As soon as you can stall the opposition you’ve gained the upper hand. You want to stall them and bunker them up and start trading fire. You want to move on their position while they’re bunkered up. You’ve got to be quick. It should be immediate. As soon as you stall the opposition your other defenders should swing down on them from new angles.
This strategy involves using a more offensive defense. Your defenders need to be quick and smart. They have to know when and where to go as soon as the opposition stalls. If done correctly you can take out the whole attack squad with only 2 or 3 defenders.
The roaming defense
This is a pre-contact strategy for defenders. When you’ve been assigned to defending the flag base, you’re going to want to know where the attack is coming from. If your base is positioned in a spot where you have a good line of sight out to 200-250 feet in most directions you’re doing pretty well.
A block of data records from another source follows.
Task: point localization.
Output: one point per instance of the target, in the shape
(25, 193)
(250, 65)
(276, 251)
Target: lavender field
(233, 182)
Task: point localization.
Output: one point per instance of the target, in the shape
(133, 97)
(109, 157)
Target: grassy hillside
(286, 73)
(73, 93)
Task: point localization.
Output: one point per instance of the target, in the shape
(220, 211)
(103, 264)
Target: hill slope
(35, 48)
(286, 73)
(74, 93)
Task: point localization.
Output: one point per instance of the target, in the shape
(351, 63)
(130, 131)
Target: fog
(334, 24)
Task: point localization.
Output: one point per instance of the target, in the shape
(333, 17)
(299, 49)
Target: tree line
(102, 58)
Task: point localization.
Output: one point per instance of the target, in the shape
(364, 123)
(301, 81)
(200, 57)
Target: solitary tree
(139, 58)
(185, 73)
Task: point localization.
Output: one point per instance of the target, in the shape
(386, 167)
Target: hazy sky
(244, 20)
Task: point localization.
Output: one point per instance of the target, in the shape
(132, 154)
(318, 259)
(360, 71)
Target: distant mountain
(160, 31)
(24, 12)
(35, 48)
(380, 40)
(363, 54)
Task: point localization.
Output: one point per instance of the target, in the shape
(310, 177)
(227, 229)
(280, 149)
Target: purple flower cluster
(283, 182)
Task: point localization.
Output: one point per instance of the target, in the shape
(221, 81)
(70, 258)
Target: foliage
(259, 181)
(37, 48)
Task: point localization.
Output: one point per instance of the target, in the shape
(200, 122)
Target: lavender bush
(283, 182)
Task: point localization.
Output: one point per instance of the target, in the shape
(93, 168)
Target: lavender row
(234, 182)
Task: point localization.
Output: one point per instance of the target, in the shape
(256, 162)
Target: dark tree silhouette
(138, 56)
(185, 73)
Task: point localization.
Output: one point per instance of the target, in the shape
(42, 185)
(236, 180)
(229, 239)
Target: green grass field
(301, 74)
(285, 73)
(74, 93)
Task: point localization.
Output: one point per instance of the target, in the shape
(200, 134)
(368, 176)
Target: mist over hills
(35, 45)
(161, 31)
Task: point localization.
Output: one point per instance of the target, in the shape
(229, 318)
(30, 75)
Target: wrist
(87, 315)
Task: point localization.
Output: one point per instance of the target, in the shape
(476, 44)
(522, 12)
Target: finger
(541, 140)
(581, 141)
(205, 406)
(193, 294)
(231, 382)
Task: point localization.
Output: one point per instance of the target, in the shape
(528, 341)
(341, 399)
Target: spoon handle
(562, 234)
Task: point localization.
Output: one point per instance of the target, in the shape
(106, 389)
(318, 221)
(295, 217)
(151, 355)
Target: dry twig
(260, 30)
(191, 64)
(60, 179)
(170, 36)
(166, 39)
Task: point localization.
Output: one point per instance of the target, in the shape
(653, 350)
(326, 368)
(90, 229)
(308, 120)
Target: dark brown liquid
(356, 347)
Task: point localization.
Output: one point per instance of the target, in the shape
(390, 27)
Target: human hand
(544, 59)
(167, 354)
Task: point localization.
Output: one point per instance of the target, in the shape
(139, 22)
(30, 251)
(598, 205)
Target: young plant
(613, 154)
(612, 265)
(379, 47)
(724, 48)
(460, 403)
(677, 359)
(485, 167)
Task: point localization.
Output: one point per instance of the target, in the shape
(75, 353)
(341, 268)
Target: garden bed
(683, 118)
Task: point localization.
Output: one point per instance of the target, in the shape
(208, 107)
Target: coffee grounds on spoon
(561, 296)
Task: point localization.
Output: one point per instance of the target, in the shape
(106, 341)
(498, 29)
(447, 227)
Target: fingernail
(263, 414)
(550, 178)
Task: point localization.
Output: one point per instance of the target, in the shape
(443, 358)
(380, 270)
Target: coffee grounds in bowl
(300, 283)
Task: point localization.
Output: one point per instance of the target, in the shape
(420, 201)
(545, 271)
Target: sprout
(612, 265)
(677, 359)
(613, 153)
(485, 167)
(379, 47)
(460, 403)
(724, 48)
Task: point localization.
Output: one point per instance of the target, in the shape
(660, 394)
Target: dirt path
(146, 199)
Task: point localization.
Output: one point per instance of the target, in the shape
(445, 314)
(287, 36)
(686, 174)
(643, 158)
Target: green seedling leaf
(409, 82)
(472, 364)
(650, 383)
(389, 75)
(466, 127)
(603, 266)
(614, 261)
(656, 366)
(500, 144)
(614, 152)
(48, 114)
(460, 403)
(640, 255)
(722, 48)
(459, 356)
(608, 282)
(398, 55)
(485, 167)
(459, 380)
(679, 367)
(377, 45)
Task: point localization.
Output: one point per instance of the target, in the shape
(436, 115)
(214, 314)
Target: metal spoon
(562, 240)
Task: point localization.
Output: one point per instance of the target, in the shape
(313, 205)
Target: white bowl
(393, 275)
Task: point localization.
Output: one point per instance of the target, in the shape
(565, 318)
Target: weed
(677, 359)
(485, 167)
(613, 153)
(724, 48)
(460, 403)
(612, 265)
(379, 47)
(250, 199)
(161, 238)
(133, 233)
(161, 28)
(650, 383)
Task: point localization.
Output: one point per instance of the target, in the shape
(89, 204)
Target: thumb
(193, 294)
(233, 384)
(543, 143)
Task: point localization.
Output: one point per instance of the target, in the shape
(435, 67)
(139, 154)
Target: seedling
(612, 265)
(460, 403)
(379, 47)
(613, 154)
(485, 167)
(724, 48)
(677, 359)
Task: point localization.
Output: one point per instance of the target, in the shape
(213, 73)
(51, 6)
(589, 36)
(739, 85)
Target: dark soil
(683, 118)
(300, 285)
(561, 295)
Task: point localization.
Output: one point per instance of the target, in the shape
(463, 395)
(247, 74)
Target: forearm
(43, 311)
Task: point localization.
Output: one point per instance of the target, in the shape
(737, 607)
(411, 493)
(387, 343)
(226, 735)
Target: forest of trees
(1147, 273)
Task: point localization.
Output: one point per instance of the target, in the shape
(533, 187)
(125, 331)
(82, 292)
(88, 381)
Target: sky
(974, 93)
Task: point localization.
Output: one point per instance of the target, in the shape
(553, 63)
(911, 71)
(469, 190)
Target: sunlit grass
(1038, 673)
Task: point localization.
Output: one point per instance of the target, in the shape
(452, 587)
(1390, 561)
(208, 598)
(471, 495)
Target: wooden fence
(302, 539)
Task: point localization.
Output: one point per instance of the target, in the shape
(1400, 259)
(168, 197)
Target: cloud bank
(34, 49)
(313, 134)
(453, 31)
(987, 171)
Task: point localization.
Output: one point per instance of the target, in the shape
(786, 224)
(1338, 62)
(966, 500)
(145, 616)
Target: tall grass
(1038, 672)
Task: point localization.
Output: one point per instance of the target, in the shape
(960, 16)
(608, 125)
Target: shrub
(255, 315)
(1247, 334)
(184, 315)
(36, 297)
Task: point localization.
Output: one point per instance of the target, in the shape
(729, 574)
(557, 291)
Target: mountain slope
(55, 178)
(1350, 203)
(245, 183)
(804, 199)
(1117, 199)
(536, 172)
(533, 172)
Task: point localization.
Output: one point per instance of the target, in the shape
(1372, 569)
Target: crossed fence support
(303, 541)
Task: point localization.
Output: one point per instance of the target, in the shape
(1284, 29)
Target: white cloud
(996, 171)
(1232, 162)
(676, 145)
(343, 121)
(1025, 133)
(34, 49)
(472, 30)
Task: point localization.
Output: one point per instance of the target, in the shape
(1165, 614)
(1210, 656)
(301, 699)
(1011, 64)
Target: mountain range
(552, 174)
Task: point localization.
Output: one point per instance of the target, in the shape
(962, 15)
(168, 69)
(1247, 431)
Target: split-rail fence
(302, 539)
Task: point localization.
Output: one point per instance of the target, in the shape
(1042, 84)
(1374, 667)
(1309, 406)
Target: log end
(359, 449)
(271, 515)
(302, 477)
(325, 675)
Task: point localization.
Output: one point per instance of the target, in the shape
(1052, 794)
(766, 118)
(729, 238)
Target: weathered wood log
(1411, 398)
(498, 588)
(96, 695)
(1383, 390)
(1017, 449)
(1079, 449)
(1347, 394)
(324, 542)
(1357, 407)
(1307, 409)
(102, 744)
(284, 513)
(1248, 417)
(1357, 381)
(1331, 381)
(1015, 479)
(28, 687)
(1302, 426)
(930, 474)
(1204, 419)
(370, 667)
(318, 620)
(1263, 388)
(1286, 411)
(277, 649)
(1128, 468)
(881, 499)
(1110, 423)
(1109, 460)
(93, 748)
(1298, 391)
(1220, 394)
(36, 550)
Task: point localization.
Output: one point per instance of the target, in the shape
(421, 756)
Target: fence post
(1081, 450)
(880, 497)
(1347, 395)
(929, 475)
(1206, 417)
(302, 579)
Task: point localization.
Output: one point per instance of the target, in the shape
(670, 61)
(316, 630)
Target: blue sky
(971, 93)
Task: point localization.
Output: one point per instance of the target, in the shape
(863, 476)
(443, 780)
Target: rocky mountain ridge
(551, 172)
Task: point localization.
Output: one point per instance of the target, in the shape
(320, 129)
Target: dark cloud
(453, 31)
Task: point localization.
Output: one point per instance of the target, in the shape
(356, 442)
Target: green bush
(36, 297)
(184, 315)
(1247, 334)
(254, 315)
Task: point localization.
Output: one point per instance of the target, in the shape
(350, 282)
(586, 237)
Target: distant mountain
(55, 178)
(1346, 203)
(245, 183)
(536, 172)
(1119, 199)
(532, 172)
You’ll want to move out 100 feet or so and keep moving. You should find a line of cover around the perimeter of your base and move from cover to cover until you make contact. You’ll want to draw out fire from attackers at their maximum range. This will let you know where they are and where they’re most likely coming from. This will also make them go “Hey, there they are, let’s go get em!”.
As soon as you make contact you’ll want to notify your teammates where they are and where they’re coming from. That way you all can take up your defensive positions.
Assigning defensive positions
It’s a good idea to make sure your defense knows what it’s doing. If you’ve got 2-3 guys on “D” assign them to different areas of the field. Everyone should have a section of the field they’re covering. Everyone needs to know that that’s their section of the field, and their responsibility. Something I see a lot is defenders sticking together in one bunker. They’re breaking at least 2 cardinal rules of defense. Never start in your bunkers and never stay in the same bunker with someone else. You want to keep the whole field covered. If one section is getting over run then the other guys can come to the rescue. This is only if it’s absolutely necessary. If you abandon your post you’re giving the opposition an open door to come around your flank and get new angles on you.
If your defense is spread thin you don’t want guys out there that don’t have the nerves to hold off 4-5 guys. They’re going to end up falling back to early, and even falling back ALL THE WAY to the main base. This will leave a gaping hole in your defense.